Server Side Request Forgery (SSRF) in Depth
Server-Side Request Forgery (SSRF) :
SSRF stands for the Server Side Request Forgery. SSRF is a server site attack that leads to sensitive information disclosure from the back-end server of the application. In server site request forgery attackers send malicious packets to any Internet-facing web server and this webserver sends packets to the back end server running on the internal network on behalf of the attacker. This vulnerability is mostly found in the application that has the facility to feed the URL for fetching data from the respective servers, also present in the application in which two or more servers from different hosts communicate with each other for information sharing.
Let’s explore the concept with help of an example :
In the above fig, you can observe that attacker sends Crafted Packet A to the publicly available server, and to fulfill the users query public server sends the request to the back end server with Packet B, as this request comes from the public server back end server would trust that Packet B coming from the internal network and accept the packet and send a response. This is possible because the attacker makes the request on behalf of other servers.
Types Of SSRF :
1. Blind SSRF:
In a Blind SSRF, attackers are not able to control the data of packet B that are sent to the application in a trusted internal network. Here attacker can control the IP address and ports of the server. To exploit this type of SSRF we have to feed the URL followed by the colon and port number, by observing responses and error messages from the server we can find the open and close ports of the server. We have tried this procedure for the different ports to check their status.

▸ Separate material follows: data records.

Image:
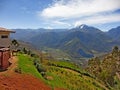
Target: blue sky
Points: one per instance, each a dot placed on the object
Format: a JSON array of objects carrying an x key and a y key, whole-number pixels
[{"x": 103, "y": 14}]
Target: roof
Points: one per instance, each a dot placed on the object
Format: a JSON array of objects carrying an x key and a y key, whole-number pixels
[
  {"x": 6, "y": 30},
  {"x": 4, "y": 49}
]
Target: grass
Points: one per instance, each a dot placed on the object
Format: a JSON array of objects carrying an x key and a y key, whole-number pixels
[
  {"x": 26, "y": 64},
  {"x": 62, "y": 77}
]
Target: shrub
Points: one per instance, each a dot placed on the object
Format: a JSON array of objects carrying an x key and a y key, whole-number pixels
[{"x": 18, "y": 70}]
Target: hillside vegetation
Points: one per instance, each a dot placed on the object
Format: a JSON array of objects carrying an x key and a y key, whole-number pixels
[
  {"x": 107, "y": 69},
  {"x": 61, "y": 74}
]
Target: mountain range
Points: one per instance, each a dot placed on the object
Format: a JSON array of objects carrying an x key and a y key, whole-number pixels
[{"x": 79, "y": 42}]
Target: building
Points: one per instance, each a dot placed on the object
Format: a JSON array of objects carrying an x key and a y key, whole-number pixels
[{"x": 5, "y": 48}]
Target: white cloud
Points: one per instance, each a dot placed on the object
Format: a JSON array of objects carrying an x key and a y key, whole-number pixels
[
  {"x": 100, "y": 19},
  {"x": 75, "y": 12},
  {"x": 77, "y": 8}
]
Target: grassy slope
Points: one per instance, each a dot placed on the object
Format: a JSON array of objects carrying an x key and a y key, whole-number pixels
[
  {"x": 26, "y": 64},
  {"x": 61, "y": 76}
]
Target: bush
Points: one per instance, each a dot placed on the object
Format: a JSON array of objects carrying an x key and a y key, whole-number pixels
[{"x": 18, "y": 70}]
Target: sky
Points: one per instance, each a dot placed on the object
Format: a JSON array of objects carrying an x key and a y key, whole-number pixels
[{"x": 49, "y": 14}]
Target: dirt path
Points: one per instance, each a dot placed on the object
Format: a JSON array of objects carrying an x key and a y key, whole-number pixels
[
  {"x": 9, "y": 80},
  {"x": 12, "y": 67},
  {"x": 118, "y": 75}
]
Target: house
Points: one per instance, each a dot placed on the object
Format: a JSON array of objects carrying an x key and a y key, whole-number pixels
[{"x": 5, "y": 48}]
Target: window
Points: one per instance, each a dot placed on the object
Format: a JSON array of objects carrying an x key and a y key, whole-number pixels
[{"x": 4, "y": 36}]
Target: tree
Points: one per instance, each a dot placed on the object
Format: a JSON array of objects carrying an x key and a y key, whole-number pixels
[{"x": 15, "y": 43}]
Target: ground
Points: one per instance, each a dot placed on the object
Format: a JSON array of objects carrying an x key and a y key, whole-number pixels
[{"x": 9, "y": 80}]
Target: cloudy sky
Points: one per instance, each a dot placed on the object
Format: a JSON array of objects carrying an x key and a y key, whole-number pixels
[{"x": 103, "y": 14}]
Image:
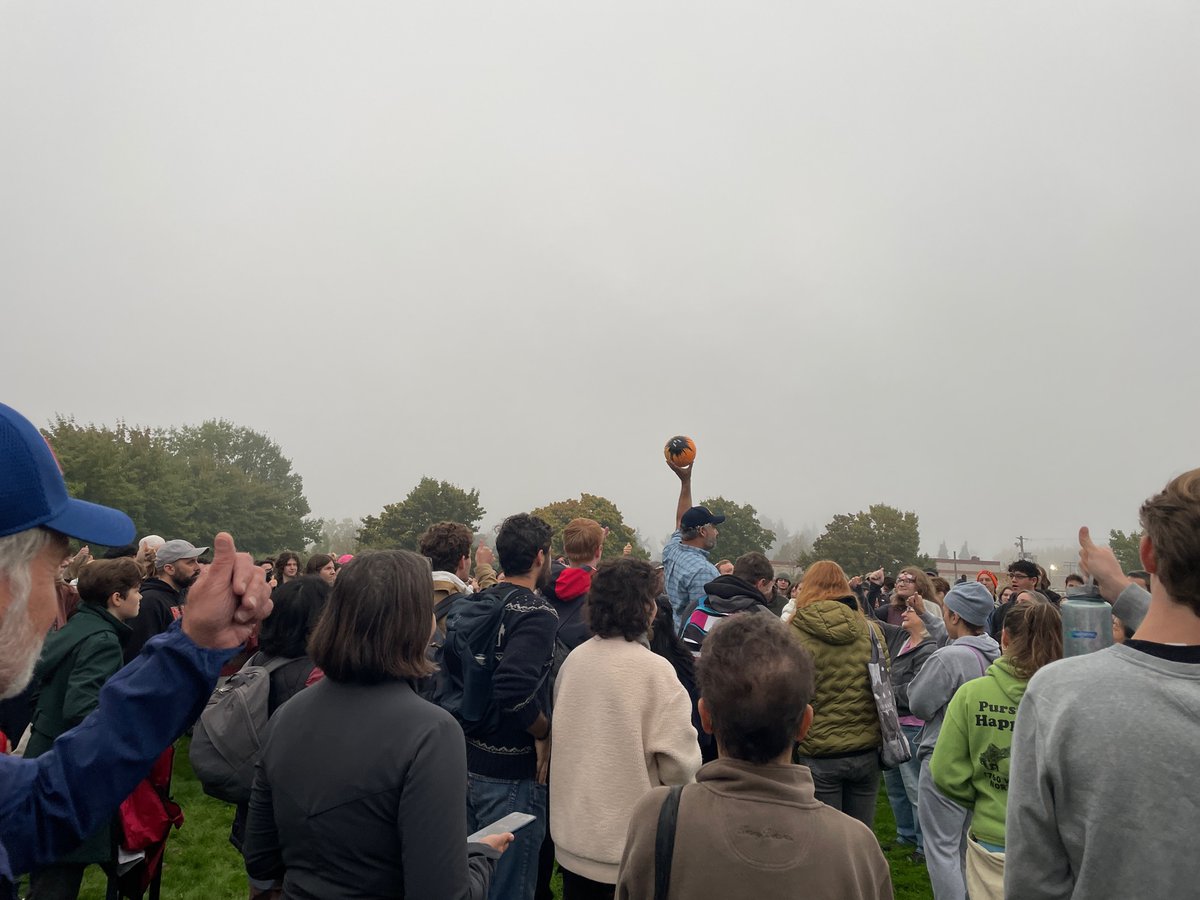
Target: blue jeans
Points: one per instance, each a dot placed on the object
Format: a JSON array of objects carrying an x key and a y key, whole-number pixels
[
  {"x": 901, "y": 784},
  {"x": 850, "y": 784},
  {"x": 492, "y": 798}
]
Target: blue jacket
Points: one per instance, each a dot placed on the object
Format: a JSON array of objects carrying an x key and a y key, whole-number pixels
[{"x": 49, "y": 804}]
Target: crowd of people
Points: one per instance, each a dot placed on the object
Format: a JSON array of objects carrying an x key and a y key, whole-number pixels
[{"x": 654, "y": 731}]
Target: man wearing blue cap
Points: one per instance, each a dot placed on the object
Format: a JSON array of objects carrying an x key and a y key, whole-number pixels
[
  {"x": 943, "y": 823},
  {"x": 49, "y": 804},
  {"x": 162, "y": 595},
  {"x": 685, "y": 564}
]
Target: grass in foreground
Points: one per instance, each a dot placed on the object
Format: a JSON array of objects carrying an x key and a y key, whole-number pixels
[{"x": 203, "y": 865}]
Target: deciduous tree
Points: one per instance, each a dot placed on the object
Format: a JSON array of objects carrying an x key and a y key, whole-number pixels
[
  {"x": 863, "y": 541},
  {"x": 604, "y": 511},
  {"x": 1126, "y": 547},
  {"x": 401, "y": 525},
  {"x": 741, "y": 532}
]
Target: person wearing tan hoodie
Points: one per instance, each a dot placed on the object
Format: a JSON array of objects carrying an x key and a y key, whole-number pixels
[
  {"x": 622, "y": 727},
  {"x": 751, "y": 826}
]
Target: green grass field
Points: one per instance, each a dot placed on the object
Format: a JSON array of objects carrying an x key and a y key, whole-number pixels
[{"x": 203, "y": 865}]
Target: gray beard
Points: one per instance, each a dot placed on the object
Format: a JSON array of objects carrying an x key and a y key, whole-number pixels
[{"x": 19, "y": 648}]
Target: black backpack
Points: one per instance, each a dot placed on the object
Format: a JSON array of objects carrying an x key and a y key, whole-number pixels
[{"x": 473, "y": 645}]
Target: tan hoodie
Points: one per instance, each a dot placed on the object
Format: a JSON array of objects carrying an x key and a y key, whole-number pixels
[{"x": 749, "y": 831}]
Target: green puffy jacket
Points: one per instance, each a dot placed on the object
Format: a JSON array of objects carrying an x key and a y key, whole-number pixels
[
  {"x": 844, "y": 715},
  {"x": 76, "y": 661}
]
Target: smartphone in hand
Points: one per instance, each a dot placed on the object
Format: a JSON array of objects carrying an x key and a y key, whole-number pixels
[{"x": 513, "y": 822}]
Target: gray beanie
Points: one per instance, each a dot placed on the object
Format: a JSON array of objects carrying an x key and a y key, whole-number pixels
[{"x": 971, "y": 600}]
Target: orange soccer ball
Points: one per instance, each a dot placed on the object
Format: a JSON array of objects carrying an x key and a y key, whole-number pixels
[{"x": 681, "y": 450}]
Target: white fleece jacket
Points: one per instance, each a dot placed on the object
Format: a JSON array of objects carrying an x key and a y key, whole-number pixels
[{"x": 622, "y": 725}]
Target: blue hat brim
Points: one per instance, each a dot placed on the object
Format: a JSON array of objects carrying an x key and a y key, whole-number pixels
[{"x": 94, "y": 523}]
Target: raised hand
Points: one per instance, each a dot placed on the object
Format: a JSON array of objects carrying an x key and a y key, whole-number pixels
[
  {"x": 226, "y": 603},
  {"x": 1102, "y": 564}
]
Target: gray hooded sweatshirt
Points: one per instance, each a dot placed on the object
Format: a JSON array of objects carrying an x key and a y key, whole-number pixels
[{"x": 943, "y": 673}]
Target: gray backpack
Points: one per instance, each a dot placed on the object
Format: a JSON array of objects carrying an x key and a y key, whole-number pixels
[{"x": 229, "y": 735}]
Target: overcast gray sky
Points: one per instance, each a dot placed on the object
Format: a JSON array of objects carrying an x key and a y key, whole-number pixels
[{"x": 936, "y": 255}]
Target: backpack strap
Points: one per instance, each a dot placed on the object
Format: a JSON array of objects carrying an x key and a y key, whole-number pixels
[
  {"x": 664, "y": 843},
  {"x": 443, "y": 606},
  {"x": 269, "y": 663}
]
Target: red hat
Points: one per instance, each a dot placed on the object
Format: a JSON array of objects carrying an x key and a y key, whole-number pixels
[{"x": 995, "y": 582}]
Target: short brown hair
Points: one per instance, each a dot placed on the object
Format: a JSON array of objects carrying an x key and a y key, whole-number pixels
[
  {"x": 756, "y": 683},
  {"x": 582, "y": 539},
  {"x": 754, "y": 567},
  {"x": 103, "y": 577},
  {"x": 1035, "y": 635},
  {"x": 378, "y": 621},
  {"x": 825, "y": 580},
  {"x": 445, "y": 544},
  {"x": 1171, "y": 520},
  {"x": 621, "y": 598}
]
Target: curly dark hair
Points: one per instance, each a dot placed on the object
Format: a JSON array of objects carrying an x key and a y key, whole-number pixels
[
  {"x": 445, "y": 544},
  {"x": 297, "y": 607},
  {"x": 519, "y": 540},
  {"x": 621, "y": 601},
  {"x": 756, "y": 683}
]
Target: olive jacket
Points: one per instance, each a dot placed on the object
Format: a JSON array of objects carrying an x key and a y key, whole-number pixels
[{"x": 844, "y": 715}]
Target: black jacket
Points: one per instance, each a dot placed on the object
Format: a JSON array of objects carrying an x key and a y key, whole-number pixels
[
  {"x": 729, "y": 593},
  {"x": 160, "y": 601},
  {"x": 360, "y": 792}
]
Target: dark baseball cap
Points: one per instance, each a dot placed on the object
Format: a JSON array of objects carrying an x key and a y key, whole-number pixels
[
  {"x": 699, "y": 516},
  {"x": 1024, "y": 567},
  {"x": 33, "y": 492}
]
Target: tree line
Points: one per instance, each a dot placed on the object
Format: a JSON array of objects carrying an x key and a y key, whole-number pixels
[{"x": 192, "y": 481}]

http://example.com:1337 http://example.com:9923 http://example.com:43 http://example.com:22
2. Limited Response / Partial SSRF :
In this type of SSRF, we get a limited response from the server like the title of the page or get access to resources but can’t see the data. We can control only certain parts of packet B that arrive at the internal application this type of vulnerability can be used to read local system files such as /etc/config, /etc/hosts, etc/passwd, and many others. By using the file:// protocol we can read files on the system. In some cases, XXE injection, DDos these types of vulnerability may useful be exploit Partial SSRF Vulnerability.

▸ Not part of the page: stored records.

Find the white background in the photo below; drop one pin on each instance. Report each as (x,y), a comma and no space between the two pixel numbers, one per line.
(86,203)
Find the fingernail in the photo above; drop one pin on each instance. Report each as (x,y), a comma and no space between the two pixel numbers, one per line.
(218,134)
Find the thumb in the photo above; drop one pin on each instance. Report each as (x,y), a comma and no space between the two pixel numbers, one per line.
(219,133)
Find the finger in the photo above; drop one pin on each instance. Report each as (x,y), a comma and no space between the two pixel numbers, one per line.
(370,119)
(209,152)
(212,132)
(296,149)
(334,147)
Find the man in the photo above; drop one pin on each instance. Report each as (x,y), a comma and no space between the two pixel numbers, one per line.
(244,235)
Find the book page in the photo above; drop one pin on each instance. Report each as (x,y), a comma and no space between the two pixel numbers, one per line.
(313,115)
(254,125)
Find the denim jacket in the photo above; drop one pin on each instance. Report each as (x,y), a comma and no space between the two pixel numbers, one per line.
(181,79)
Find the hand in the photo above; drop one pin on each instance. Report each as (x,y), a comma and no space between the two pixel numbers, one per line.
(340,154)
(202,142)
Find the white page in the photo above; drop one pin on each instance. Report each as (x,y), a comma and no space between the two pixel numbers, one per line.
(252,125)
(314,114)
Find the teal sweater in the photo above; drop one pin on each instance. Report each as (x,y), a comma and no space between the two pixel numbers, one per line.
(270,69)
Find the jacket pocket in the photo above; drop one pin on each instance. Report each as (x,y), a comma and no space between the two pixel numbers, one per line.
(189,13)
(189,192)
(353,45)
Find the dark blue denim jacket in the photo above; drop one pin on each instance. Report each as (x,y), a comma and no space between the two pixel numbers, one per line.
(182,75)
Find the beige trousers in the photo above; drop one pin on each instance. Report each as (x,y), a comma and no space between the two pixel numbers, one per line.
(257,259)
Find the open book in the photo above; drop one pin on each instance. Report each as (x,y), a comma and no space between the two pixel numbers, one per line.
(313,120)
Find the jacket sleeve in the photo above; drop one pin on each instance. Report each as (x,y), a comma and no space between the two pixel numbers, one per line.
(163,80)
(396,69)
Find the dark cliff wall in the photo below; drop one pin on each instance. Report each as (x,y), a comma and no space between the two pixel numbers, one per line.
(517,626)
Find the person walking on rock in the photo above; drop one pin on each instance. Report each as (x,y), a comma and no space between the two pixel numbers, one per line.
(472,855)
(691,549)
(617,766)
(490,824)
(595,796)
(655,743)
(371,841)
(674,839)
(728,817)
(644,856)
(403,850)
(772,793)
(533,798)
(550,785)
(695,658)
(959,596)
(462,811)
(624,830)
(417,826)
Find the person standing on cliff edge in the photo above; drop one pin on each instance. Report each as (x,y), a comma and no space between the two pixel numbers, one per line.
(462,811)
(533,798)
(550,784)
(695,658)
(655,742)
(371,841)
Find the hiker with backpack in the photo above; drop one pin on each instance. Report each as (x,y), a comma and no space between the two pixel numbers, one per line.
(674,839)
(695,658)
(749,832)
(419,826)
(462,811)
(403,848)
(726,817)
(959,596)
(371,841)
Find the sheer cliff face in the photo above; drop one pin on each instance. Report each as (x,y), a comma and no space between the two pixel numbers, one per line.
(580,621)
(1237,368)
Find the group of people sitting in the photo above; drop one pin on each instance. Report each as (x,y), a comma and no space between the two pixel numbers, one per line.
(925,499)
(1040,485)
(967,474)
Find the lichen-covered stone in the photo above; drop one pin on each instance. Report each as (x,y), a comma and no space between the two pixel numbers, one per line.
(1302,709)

file:///etc/hosts file:///etc/config file:///etc/passwd
3. Full Response SSRF :
In Full SSRF we have complete control over Packet B (shown in fig). Now we can access the services running on the internal network and find the vulnerabilities in the internal network. In this type of SSRF we can use the protocols like file://, dict://, http://, gopher://, etc. here we have a large scope of creating different requests and exploiting the internal network if any vulnerabilities are present. Full SSRF vulnerability may cause the application to crash through a buffer overflow, by sending a large string in the request causes the buffer overflow.

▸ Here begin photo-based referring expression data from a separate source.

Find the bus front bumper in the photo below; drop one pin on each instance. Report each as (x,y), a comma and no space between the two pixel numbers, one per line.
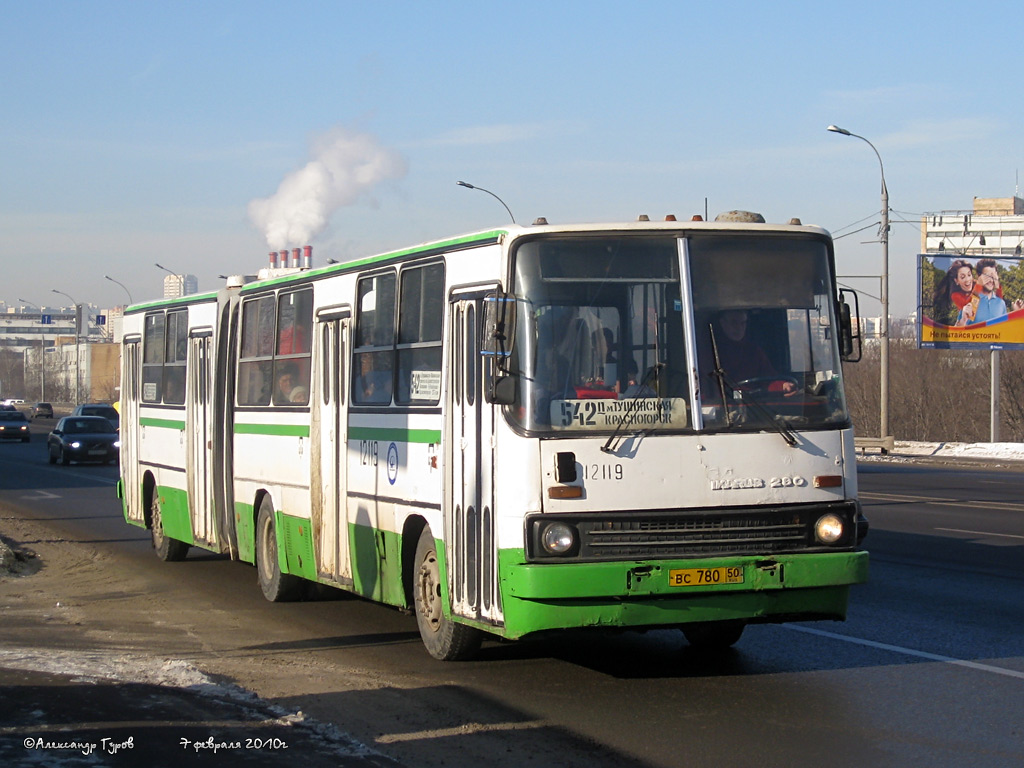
(649,594)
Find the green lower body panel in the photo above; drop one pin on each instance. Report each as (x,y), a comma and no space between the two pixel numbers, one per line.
(539,597)
(174,513)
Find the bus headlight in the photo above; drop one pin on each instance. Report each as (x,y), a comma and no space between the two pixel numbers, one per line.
(828,528)
(558,538)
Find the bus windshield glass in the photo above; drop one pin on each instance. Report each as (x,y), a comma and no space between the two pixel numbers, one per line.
(638,333)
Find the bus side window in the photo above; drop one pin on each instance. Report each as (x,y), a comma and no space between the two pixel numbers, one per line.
(373,358)
(421,312)
(256,358)
(153,356)
(292,358)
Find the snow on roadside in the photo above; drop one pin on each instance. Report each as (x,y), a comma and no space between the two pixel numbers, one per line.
(1005,451)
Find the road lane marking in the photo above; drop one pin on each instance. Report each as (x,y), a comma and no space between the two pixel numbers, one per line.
(40,495)
(970,503)
(462,730)
(982,532)
(907,651)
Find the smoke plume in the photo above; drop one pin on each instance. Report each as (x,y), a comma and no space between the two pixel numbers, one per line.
(345,165)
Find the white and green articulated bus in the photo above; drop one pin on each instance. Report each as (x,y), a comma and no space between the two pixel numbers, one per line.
(523,430)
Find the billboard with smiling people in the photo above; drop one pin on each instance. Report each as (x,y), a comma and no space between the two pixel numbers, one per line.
(970,302)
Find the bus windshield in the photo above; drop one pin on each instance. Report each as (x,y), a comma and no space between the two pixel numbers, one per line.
(712,332)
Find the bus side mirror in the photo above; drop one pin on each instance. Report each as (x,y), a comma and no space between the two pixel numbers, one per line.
(499,332)
(499,328)
(849,340)
(502,390)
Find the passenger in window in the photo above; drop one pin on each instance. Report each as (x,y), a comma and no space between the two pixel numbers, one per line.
(743,360)
(292,338)
(374,383)
(289,387)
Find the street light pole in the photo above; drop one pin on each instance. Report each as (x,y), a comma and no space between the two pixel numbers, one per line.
(42,352)
(471,186)
(78,378)
(884,295)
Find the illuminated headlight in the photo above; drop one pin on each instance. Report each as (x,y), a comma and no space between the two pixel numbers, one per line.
(828,528)
(558,538)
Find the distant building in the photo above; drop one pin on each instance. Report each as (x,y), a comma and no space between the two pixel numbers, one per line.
(180,285)
(24,330)
(993,227)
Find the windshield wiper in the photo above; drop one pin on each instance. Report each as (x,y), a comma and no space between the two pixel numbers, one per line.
(777,422)
(634,408)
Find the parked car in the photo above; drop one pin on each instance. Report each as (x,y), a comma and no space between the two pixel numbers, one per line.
(98,409)
(42,411)
(13,426)
(83,438)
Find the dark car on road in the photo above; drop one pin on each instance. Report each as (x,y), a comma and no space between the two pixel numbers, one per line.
(42,411)
(13,426)
(98,409)
(83,438)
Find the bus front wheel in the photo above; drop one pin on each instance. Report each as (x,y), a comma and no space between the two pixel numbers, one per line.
(714,635)
(443,638)
(167,549)
(276,587)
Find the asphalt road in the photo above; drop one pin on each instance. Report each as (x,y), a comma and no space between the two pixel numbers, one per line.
(928,670)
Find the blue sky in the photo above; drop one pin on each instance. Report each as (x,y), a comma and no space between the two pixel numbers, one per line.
(135,133)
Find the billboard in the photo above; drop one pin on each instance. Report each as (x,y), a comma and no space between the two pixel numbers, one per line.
(974,302)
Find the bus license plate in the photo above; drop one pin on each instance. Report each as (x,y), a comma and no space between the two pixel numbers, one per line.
(705,577)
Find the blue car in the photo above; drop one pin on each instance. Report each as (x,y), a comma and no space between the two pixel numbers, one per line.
(83,438)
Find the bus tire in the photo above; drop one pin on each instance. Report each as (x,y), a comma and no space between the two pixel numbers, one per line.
(167,549)
(714,635)
(276,587)
(443,639)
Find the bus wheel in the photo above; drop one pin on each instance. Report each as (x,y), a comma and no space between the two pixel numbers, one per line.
(167,549)
(276,587)
(443,638)
(714,635)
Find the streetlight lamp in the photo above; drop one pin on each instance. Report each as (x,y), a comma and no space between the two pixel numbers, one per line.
(122,285)
(42,352)
(181,278)
(884,338)
(78,378)
(470,186)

Potential Blocks During Testing SSRF Vulnerability :
- Whitelisting: Server only allows a few domain names to be used in the request, the server has a white list of the domain if the domain name from that list matches with a domain name from the request then only accept the request otherwise server decline the request.
- Blacklisting:-Server discard all the request containing IP addresses, domain names, and keywords from the blacklist of the server.
- Restricted content:- Server allows to access the only a particular amount of files to the user, it allows only a few file extension types for public access.
Key Points To Test SSRF Vulnerability :
- Always make sure that you are making requests to back end server on the behalf of public server, not from the browser.
- To fetch the data from the server also try http://localhost/xyz/ with http://127.0.0.1/xyz.
- The server may have firewall protection always try to bypass the firewall if possible.
- Make sure that the request is coming from the server, not from your local host.